Originariamente Scritto da
Lavrentij
«Morirò per te», film scritto da Shintaro Ishihara, governatore di Tokyo, dove l'eroe è un coreano suicida per l'Imperatore
Di soldati morti per la patria, più o meno eroicamente, più o meno convinti, fosse e cimiteri del mondo sono pieni. Ma solo la follia revanchista di Shintaro Ishihara, ex regista e scrittore, attuale governatore di Tokyo in cerca di un terzo (poco probabile) mandato, poteva partorire, in un momento così delicato nei rapporti tra Giappone e Corea, la figura di un improbabile kamikaze coreano che va a schiantarsi in nome di Sua Maestà, orgoglioso dell'occasione offertagli da un comandante «illuminato» e preoccupato di non poter finire anche lui, come i suoi sventurati compagni di serie A (cioè giapponesi), appollaiato su un albero del tempio Yasukuni, dove «riposano» gli spiriti degli eroi.
Morirò per te, che il governatore di Tokyo ha scritto e prodotto, ci si augura non con soldi pubblici (120 milioni di euro), affidandone la regia al mediocre Taku Shinju e la fotografia agli ottimi Seiji Maeda e Hiroyuki Kitazawa è destinato a far parlare di sé. L'ambasciatore sudcoreano a Tokyo, che non l'ha ancora visto ma ne ha sentito parlare, ha già detto che se la visione corrisponderà a quanto gli è stato riferito lo segnalerà al suo governo per una protesta formale: «Non è con questo tipo di iniziative che si possono lenire le ferite ancora aperte», ha dichiarato. Tutto ciò accade mentre il premier Abe, con le sue dichiarazioni negazioniste («sulle donne di conforto non esistono prove del coinvolgimento del governo») e il suo ministro dell'educazione, Ibuki, con le sue esternazioni («il Giappone funziona perché è stato sempre governato dalla stessa razza») stanno alimentando una polemica mai sopita tra il Sol Levante e le nazioni occupate dall'armata imperiale. «Ho dovuto lottare contro la mia famiglia - confessa nel film ai suoi compagni che lo prendono in giro, l'improbabile kamikaze oriundo coreano - ma in cuor mio ho sempre saputo che per garantire il futuro del mio paese (la Corea, ndr.) io devo morire per il Giappone».

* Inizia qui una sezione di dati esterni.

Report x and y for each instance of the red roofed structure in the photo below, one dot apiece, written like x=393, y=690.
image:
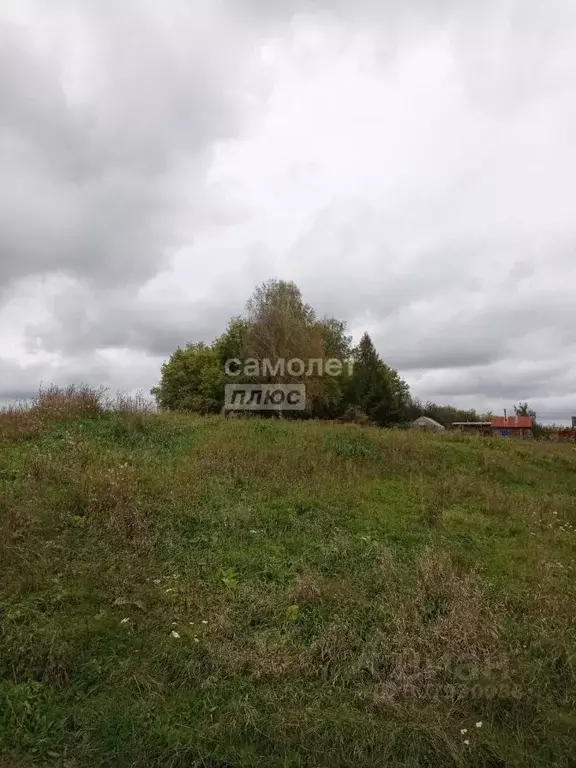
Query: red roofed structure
x=512, y=422
x=505, y=426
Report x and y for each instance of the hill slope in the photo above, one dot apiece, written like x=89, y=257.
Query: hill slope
x=186, y=592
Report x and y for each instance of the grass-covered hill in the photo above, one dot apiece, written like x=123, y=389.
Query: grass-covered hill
x=178, y=591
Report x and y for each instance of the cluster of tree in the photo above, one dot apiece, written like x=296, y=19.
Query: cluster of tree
x=278, y=325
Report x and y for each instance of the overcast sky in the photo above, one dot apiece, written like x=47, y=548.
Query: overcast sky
x=411, y=164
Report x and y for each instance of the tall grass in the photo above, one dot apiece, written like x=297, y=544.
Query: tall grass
x=179, y=591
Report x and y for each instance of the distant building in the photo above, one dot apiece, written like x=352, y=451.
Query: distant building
x=505, y=426
x=424, y=422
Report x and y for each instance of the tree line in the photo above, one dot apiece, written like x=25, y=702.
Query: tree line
x=279, y=326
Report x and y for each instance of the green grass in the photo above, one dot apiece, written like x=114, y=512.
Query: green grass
x=342, y=596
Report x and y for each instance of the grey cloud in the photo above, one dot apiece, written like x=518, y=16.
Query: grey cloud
x=106, y=186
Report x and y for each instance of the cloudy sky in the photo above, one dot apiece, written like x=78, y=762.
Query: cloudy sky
x=411, y=164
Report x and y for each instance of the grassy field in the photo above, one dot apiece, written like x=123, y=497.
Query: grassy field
x=178, y=591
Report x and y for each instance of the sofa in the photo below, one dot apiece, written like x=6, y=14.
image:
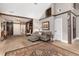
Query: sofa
x=44, y=36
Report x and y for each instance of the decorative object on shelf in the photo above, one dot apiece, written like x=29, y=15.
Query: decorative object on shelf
x=45, y=25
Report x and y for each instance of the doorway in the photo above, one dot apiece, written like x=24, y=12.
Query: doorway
x=74, y=27
x=58, y=28
x=9, y=28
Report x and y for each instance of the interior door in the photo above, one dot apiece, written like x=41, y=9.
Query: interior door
x=74, y=27
x=58, y=28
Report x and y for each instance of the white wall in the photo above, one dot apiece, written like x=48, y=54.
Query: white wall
x=36, y=25
x=18, y=29
x=62, y=7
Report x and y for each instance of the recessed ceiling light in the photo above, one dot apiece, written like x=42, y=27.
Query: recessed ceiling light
x=35, y=3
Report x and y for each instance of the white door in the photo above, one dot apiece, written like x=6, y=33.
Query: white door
x=58, y=28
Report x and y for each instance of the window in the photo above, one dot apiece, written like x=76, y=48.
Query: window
x=48, y=12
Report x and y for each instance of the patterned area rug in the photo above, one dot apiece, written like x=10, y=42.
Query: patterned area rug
x=40, y=49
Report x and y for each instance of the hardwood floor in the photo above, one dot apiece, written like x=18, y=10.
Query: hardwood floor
x=13, y=43
x=16, y=42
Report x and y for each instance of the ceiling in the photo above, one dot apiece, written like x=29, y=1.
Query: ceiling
x=31, y=10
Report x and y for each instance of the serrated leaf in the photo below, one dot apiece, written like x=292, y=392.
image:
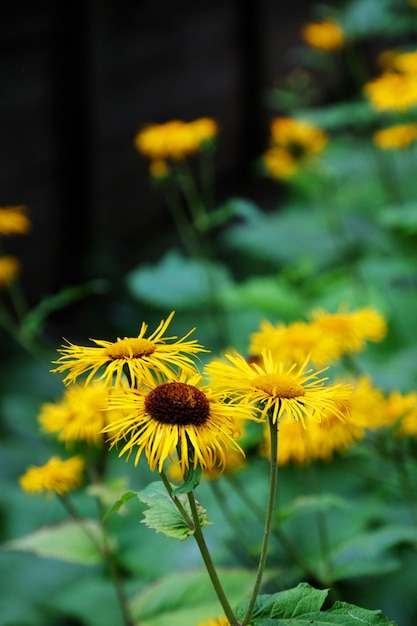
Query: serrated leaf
x=119, y=503
x=187, y=598
x=301, y=606
x=75, y=542
x=163, y=515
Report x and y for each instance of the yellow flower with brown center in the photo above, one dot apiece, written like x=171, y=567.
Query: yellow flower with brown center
x=181, y=415
x=392, y=91
x=81, y=415
x=351, y=329
x=14, y=221
x=56, y=476
x=276, y=389
x=325, y=36
x=175, y=139
x=109, y=360
x=9, y=269
x=398, y=136
x=293, y=143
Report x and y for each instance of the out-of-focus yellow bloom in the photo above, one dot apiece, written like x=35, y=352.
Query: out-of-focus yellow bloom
x=398, y=136
x=292, y=143
x=56, y=476
x=81, y=415
x=9, y=269
x=14, y=221
x=392, y=91
x=175, y=139
x=325, y=36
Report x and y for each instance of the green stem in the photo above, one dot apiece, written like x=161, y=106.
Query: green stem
x=204, y=551
x=273, y=429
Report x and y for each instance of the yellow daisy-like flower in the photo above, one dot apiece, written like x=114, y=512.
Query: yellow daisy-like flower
x=392, y=91
x=138, y=355
x=80, y=416
x=9, y=269
x=294, y=343
x=351, y=329
x=181, y=415
x=398, y=136
x=276, y=389
x=56, y=476
x=325, y=36
x=220, y=621
x=14, y=220
x=175, y=139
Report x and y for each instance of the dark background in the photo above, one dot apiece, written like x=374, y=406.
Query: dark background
x=80, y=78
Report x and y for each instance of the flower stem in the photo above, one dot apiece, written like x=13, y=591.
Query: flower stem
x=273, y=429
x=204, y=551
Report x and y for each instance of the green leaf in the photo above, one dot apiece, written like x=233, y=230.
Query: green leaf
x=191, y=481
x=119, y=503
x=75, y=542
x=301, y=606
x=163, y=515
x=178, y=283
x=187, y=598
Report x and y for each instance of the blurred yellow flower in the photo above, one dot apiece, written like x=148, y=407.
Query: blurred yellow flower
x=9, y=269
x=80, y=416
x=14, y=220
x=351, y=329
x=108, y=361
x=325, y=36
x=398, y=136
x=175, y=139
x=292, y=143
x=56, y=476
x=392, y=91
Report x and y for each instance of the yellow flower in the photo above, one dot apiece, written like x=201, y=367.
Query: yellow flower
x=392, y=91
x=351, y=329
x=14, y=220
x=56, y=476
x=174, y=139
x=293, y=142
x=179, y=415
x=139, y=355
x=275, y=388
x=317, y=442
x=325, y=36
x=9, y=269
x=221, y=621
x=294, y=343
x=80, y=416
x=398, y=136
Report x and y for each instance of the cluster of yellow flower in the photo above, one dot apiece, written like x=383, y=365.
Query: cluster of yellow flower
x=173, y=141
x=13, y=221
x=148, y=395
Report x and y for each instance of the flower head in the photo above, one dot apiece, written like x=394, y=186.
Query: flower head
x=9, y=269
x=140, y=355
x=81, y=415
x=398, y=136
x=325, y=36
x=56, y=476
x=14, y=221
x=276, y=389
x=179, y=414
x=392, y=91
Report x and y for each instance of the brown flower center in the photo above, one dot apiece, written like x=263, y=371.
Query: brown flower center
x=177, y=403
x=278, y=385
x=130, y=348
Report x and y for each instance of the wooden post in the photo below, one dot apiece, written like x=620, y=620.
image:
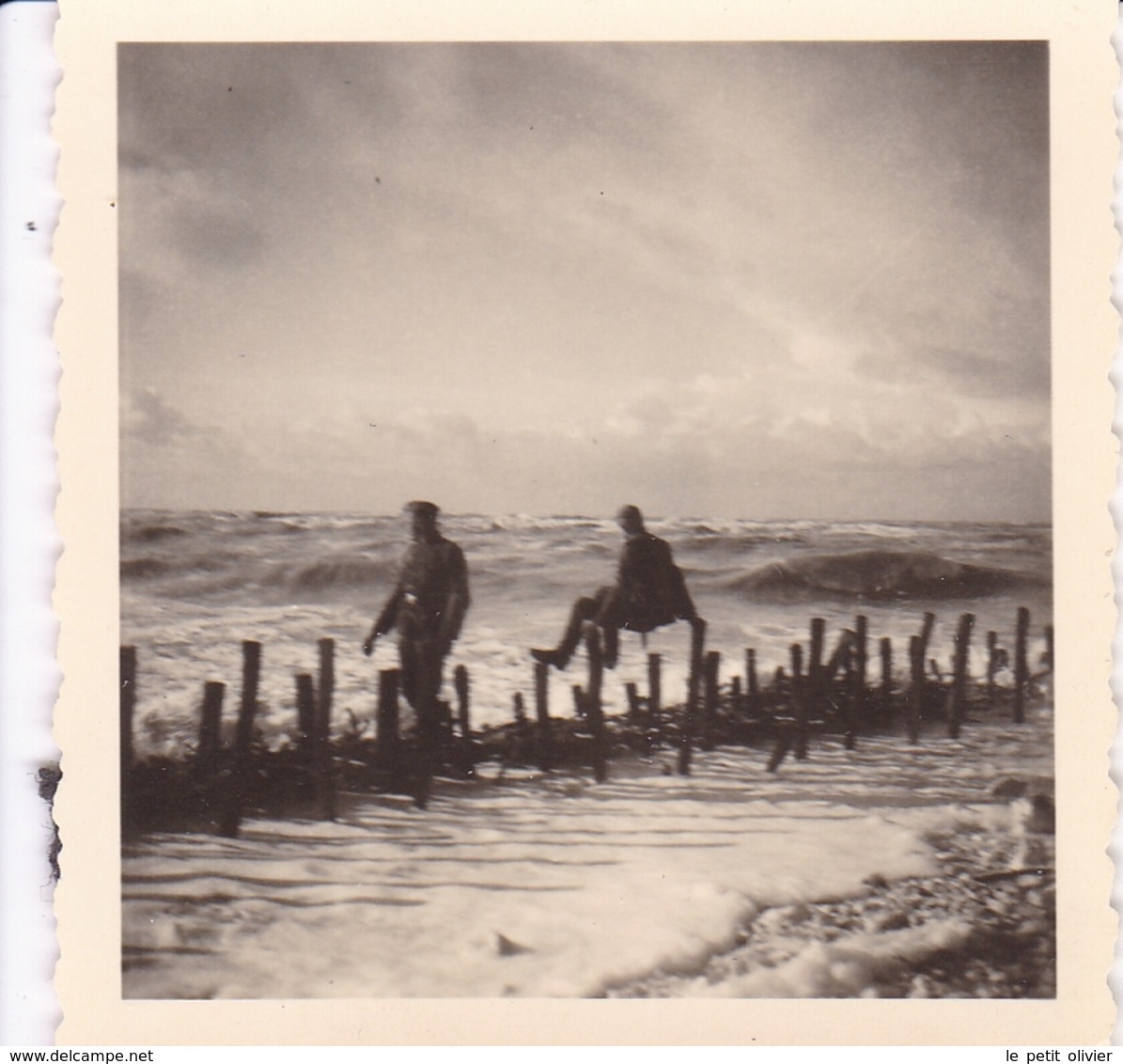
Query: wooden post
x=886, y=646
x=595, y=711
x=542, y=713
x=211, y=731
x=697, y=643
x=857, y=680
x=926, y=634
x=326, y=686
x=462, y=716
x=814, y=686
x=1021, y=665
x=128, y=680
x=242, y=737
x=710, y=697
x=753, y=689
x=654, y=694
x=799, y=702
x=959, y=674
x=305, y=718
x=991, y=665
x=386, y=738
x=915, y=700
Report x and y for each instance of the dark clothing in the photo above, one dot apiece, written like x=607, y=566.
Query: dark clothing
x=427, y=607
x=649, y=592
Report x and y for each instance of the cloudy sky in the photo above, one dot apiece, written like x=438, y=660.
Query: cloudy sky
x=757, y=280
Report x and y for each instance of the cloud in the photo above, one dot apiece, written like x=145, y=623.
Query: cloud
x=148, y=419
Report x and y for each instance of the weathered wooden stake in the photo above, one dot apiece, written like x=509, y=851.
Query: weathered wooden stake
x=926, y=634
x=464, y=718
x=816, y=674
x=991, y=665
x=326, y=685
x=211, y=731
x=710, y=697
x=322, y=760
x=1021, y=665
x=305, y=718
x=857, y=695
x=800, y=702
x=959, y=674
x=753, y=688
x=242, y=737
x=915, y=700
x=595, y=711
x=655, y=694
x=685, y=749
x=886, y=646
x=128, y=680
x=386, y=737
x=542, y=714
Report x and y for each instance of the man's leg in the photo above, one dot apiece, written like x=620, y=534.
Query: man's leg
x=427, y=686
x=583, y=609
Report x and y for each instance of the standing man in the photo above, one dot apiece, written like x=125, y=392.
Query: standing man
x=649, y=592
x=427, y=607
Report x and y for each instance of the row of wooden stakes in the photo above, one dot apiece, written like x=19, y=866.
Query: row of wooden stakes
x=799, y=701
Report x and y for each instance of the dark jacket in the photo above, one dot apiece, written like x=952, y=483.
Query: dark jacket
x=431, y=596
x=650, y=590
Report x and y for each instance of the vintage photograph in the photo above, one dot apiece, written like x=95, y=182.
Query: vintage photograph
x=586, y=519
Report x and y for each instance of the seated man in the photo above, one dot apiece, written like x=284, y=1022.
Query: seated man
x=649, y=592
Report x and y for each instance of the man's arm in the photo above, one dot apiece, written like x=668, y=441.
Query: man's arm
x=386, y=619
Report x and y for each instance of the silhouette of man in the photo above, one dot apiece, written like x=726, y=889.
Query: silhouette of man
x=427, y=607
x=649, y=592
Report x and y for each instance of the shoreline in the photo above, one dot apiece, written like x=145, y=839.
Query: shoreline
x=979, y=928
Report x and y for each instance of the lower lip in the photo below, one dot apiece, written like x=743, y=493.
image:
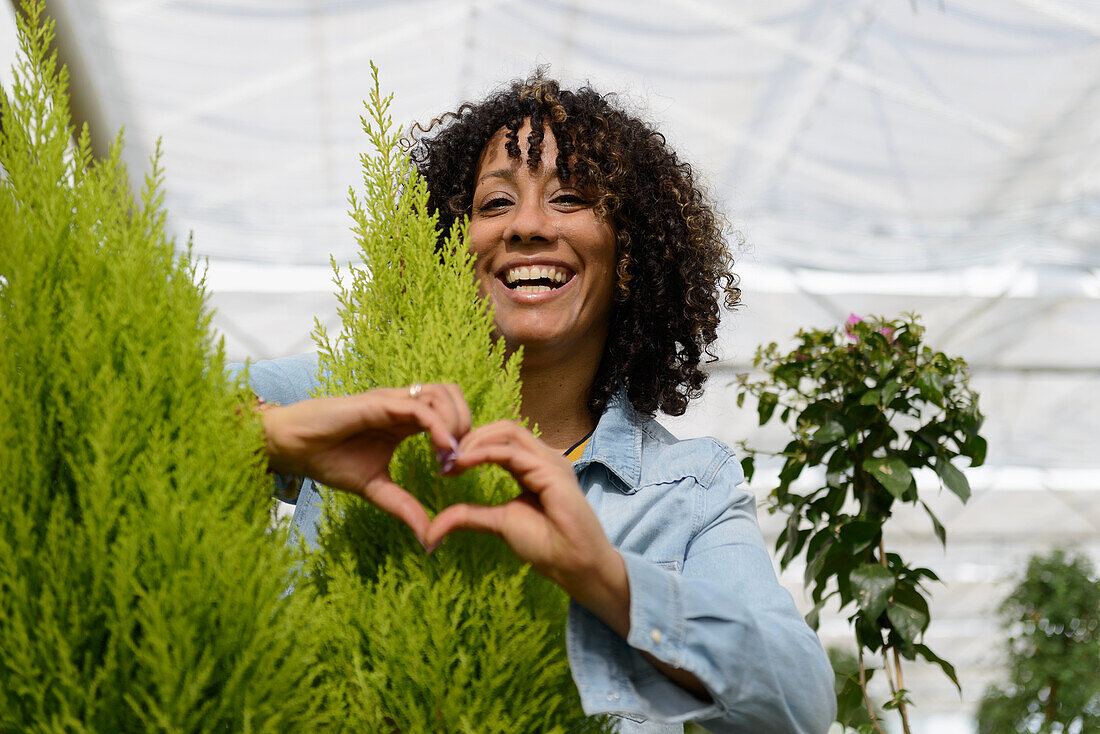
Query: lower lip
x=519, y=297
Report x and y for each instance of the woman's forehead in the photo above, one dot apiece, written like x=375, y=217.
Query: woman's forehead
x=495, y=153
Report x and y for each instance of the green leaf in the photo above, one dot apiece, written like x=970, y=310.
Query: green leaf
x=789, y=373
x=908, y=622
x=954, y=479
x=891, y=472
x=831, y=431
x=873, y=583
x=889, y=391
x=748, y=466
x=948, y=669
x=767, y=406
x=976, y=449
x=859, y=533
x=931, y=384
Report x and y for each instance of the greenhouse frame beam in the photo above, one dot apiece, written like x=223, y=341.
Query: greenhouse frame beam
x=1063, y=14
x=853, y=73
x=806, y=96
x=299, y=72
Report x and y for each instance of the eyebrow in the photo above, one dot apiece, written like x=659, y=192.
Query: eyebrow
x=506, y=174
x=509, y=174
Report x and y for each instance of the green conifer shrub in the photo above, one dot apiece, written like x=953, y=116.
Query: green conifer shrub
x=466, y=639
x=141, y=589
x=1052, y=620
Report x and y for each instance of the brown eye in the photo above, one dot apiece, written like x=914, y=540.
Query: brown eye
x=494, y=203
x=571, y=199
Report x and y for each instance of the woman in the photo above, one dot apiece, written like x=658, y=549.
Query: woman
x=605, y=262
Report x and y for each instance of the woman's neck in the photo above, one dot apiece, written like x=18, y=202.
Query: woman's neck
x=556, y=397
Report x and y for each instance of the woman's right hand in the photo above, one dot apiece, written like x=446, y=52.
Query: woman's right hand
x=347, y=442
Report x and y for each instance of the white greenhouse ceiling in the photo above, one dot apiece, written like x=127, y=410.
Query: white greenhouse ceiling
x=880, y=156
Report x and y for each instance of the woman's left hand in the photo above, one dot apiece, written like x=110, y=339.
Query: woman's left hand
x=549, y=525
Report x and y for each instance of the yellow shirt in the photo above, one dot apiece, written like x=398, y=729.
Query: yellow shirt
x=578, y=449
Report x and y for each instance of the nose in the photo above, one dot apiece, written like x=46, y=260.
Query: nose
x=530, y=223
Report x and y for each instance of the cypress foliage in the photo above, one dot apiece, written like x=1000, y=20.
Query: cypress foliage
x=466, y=639
x=140, y=590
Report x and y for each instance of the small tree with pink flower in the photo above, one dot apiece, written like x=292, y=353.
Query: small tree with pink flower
x=867, y=404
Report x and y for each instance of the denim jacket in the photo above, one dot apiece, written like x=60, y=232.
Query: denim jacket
x=703, y=594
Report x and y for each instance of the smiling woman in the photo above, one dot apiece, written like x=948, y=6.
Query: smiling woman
x=605, y=262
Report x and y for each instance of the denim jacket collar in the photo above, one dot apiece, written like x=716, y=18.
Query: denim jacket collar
x=616, y=444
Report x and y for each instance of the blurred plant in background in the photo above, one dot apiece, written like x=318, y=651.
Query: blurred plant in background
x=1053, y=623
x=867, y=403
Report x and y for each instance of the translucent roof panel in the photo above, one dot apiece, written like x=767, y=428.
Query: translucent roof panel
x=857, y=134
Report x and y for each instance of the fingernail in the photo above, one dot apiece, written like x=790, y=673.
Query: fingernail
x=446, y=459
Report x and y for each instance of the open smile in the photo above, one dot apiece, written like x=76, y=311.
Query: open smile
x=535, y=278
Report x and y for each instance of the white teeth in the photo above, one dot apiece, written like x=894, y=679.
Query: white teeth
x=535, y=272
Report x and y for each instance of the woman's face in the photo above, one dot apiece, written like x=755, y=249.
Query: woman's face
x=545, y=259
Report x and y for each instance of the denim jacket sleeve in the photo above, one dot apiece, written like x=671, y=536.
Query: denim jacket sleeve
x=703, y=598
x=284, y=381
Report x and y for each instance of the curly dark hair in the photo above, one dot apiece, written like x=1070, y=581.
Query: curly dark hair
x=673, y=265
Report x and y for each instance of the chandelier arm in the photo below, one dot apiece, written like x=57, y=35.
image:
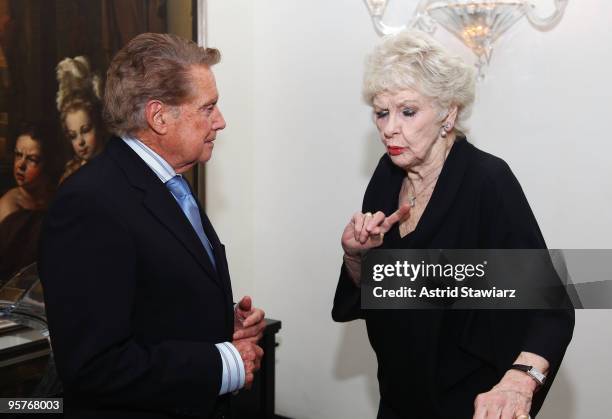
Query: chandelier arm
x=545, y=23
x=384, y=29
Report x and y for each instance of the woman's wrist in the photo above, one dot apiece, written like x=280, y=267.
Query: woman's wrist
x=353, y=267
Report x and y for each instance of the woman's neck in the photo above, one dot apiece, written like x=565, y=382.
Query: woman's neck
x=430, y=168
x=35, y=198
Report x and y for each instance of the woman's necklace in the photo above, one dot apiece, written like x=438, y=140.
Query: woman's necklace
x=412, y=195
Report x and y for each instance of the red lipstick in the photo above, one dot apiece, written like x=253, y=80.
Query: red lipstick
x=395, y=151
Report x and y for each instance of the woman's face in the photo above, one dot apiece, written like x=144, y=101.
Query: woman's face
x=81, y=132
x=409, y=124
x=27, y=166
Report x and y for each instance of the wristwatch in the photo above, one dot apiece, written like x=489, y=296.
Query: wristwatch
x=533, y=372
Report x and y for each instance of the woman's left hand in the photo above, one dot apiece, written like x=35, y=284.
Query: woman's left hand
x=509, y=399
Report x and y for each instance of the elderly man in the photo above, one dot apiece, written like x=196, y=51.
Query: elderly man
x=136, y=282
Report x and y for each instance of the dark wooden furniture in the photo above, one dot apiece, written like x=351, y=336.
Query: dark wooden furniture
x=24, y=354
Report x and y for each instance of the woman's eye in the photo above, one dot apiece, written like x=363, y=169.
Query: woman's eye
x=381, y=114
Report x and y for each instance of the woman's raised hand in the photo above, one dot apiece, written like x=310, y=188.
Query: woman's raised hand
x=366, y=231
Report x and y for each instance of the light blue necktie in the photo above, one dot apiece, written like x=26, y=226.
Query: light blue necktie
x=179, y=188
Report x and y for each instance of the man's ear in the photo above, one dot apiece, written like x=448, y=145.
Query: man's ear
x=156, y=114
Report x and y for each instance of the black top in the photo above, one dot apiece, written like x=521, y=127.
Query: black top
x=433, y=363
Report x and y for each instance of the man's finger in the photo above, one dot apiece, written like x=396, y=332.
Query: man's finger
x=249, y=332
x=395, y=217
x=256, y=316
x=245, y=303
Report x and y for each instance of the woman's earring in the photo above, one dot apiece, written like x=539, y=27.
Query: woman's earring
x=445, y=129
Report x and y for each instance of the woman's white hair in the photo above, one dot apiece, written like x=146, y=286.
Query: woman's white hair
x=411, y=59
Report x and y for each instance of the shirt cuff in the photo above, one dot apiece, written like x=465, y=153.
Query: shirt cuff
x=233, y=376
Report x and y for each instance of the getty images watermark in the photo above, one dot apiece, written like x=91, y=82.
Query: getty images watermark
x=486, y=279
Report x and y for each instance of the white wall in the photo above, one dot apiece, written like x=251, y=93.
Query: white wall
x=292, y=165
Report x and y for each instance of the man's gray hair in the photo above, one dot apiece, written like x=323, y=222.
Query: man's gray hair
x=152, y=66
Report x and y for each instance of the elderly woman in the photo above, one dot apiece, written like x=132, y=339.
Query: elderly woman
x=433, y=189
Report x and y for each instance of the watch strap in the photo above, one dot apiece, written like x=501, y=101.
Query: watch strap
x=533, y=372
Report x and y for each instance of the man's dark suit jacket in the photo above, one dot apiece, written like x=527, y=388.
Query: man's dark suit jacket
x=133, y=303
x=431, y=363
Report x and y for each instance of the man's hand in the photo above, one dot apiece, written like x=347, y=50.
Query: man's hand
x=249, y=322
x=251, y=355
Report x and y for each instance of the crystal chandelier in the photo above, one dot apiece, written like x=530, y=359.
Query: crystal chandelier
x=477, y=23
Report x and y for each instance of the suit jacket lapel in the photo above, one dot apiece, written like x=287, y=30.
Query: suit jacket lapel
x=160, y=202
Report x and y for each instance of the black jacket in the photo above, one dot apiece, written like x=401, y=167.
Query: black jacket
x=432, y=364
x=133, y=303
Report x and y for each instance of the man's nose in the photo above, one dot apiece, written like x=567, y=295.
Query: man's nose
x=219, y=121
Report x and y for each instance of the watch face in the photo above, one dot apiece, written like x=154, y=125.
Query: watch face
x=537, y=375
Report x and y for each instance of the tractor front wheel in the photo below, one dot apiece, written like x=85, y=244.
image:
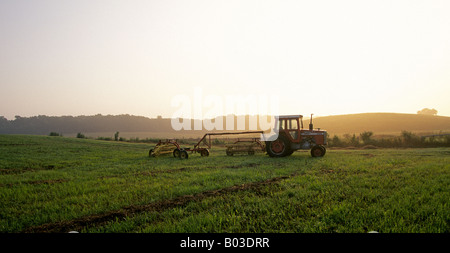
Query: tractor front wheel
x=318, y=151
x=279, y=147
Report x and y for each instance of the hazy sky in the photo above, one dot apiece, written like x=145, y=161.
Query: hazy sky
x=84, y=57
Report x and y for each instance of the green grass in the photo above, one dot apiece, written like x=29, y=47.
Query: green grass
x=61, y=181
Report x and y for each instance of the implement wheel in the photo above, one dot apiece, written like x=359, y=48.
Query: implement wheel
x=204, y=152
x=184, y=154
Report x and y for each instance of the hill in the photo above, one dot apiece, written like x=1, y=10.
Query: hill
x=379, y=123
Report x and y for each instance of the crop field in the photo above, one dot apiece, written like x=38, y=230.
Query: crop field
x=59, y=184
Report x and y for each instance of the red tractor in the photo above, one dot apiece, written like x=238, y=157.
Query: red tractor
x=292, y=136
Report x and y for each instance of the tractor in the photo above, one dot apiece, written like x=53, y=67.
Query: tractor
x=292, y=136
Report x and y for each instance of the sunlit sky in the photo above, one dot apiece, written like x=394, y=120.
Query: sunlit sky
x=85, y=57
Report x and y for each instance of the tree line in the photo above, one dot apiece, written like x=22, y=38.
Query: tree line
x=406, y=139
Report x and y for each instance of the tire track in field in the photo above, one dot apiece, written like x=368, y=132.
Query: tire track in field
x=101, y=219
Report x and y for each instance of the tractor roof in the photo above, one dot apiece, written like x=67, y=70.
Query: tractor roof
x=289, y=116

«È un insulto a tutto il popolo coreano», dichiara Lee Yong Son, una delle «donne di ristoro» sopravvissute alla famigerata vicenda della prostituzione di stato organizzata durante la guerra dal governo giapponese, di passaggio a Tokyo dopo aver provocato, con la sua drammatica testimonianza, una risoluzione bipartisan del Congresso Usa in cui si chiede al Giappone di riconoscere questo misfatto e pagare indennizzi alle vittime sopravvissute. «Pensare che un coreano potesse, nonostante l'occupazione e l'annientamento culturale di cui il nostro popolo è stato vittima, immolarsi in nome dell'Imperatore, significa non aver la minima intenzione di far ammenda del passato».
Ma Ishihara non è un pazzo isolato. Dopo aver tentato di conquistare il governo, alla testa di un piccolo partito subito spazzato via dal tifone Koizumi, l'autore di Il Giappone che sa dire di no, best seller anni '80 scritto in coppia con il fondatore della Sony, Akio Morita, è diventato il leader riconosciuto della destra revanchista, succube degli umori di Washington, che sta inviando pericolosi segnali alla gioventù di un paese dove ogni 15 minuti un cittadino si toglie la vita (35 mila suicidi l'anno). «Anche nella sconfitta, bisogna conservare la dignità», intima il comandante ai suoi ragazzi, che schiaffeggia se tornano vivi dalla loro missione. E per santificare il suo messaggio, commette il rituale seppuku in diretta, in un trionfo di budella, sangue e contorsioni, degno del miglior Tarantino. Ma Tarantino la violenza, servendola in abbondanza, la esorcizza, rendendola quasi divertente. Ishihara no. La idealizza, additandola ad esempio di suprema integrità.
Quanto ai coreani, anziché morire per l'Imperatore, si sono organizzati per ottenere, attraverso il pizzo che la mafia yakuza - i cui boss sono tutti di origine coreana - impone al business dell'intrattenimento, cinema compreso, quel risarcimento che il governo giapponese si rifiuta di concedere.